Yes, certainly. So we have -- we came out of the fiscal year '21 with about $18 million of cash. And as you've seen from the numbers before, we're about at 8%. We have an ABL and asset base loan in place with MidCap, so we've got a little bit more availability to draw. So we're comfortable with the current level of cash, and we're obviously, now looking ahead and refocusing on the base business for the foreseeable future up to the FDA decision later this year and our base business from as you've seen from the 2021 financial statement has been profitable and produced some cash. Now, however, we will be, obviously, the next few quarters planning carefully the next step and up to the FDA decision with including obviously launch preparation and beyond.

There's a question, in the last couple of minutes, a question about organic growth in the business versus new products and what will be the revenue driver going forward. So organic growth is primarily coming from IXINITY. Unfortunately, it's been kind of overshadowed by this channel reset that we've been talking about for the first -- last couple of quarters. So when we acquired this drug, just to fill everybody in, it had a lot of product in the channel, which we're clearly aware of. And we expected that patient -- new patient growth would eventually normalize that channel. Going into COVID, which is exactly when we purchased it, new patient growth is more difficult. We are still getting new starts, but not at exactly the same rate. So we elected to reconnect or normalize basically the channel to demand, which caused a couple of down quarters for IXINITY. So even though we continue to grow IXINITY on a patient basis, that wasn't obvious in our results because of the correction in the channel. So now going forward, I think we'll start to see more of a connection between demand and ex-factory sales. And so you'll be able to see what the sales force is doing and the process that we have initiated a few quarters ago. So there's a question about overhead post-FDA approval.

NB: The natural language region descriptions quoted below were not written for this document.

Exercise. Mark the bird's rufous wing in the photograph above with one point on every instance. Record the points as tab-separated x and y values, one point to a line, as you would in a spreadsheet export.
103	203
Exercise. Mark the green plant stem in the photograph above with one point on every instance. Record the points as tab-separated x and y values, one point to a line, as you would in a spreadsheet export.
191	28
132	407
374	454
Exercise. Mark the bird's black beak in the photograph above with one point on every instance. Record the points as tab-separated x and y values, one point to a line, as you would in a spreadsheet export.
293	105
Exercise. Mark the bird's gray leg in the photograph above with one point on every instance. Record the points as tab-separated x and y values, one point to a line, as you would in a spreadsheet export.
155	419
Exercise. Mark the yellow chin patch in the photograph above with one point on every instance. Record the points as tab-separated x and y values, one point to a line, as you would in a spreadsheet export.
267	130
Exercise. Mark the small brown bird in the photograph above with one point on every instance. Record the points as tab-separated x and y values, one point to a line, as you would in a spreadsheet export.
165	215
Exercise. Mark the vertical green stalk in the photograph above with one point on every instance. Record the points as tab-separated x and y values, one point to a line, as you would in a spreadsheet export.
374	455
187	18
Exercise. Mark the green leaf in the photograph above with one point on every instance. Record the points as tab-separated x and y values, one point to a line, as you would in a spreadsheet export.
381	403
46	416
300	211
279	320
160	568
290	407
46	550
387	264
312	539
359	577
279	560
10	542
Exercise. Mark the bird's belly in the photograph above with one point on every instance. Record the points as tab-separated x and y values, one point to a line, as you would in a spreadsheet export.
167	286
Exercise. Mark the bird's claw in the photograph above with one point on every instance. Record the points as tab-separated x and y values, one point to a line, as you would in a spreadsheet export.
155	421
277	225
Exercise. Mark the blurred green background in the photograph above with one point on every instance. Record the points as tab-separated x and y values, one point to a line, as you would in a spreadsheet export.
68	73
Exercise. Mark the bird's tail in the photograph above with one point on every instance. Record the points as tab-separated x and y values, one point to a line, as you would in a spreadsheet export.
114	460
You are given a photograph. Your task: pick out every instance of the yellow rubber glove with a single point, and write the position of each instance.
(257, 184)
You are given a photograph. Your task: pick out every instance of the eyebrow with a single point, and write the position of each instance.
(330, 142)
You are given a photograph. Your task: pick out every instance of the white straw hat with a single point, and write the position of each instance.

Yes, I think we've said that we had hired a bunch of people for treosulfan, and we kept those people after the CRL. So much of the management, marketing, sales management, reimbursement is all in place. What we did not hire was the sales force. And so we would add 16 people, 1-6, to the sales force that would promote treosulfan exclusively. There's a question about IXINITY revenue. Batch of IXINITY revenue that wasn't reported. We did have a write-off of a batch a few quarters ago. I think we will be talking about IXINITY gross margin going forward. So I would suggest anybody who's interested to tune in for the quarterly results, we'll have some update in that regard. I think that's the end of our time. So I'd like to thank everybody for listening to the story, supporting Medexus. We certainly appreciate that, and please stay tuned for progress as we go forward.

Ladies and gentlemen, this does conclude the Medexus Pharmaceuticals presentation. The next session will begin in 5 minutes. Please consult the conference agenda for the next presenting company. Remember, one-on-one meeting requests are still open, so be sure to log in to the conference platform to request more meetings. You may now disconnect.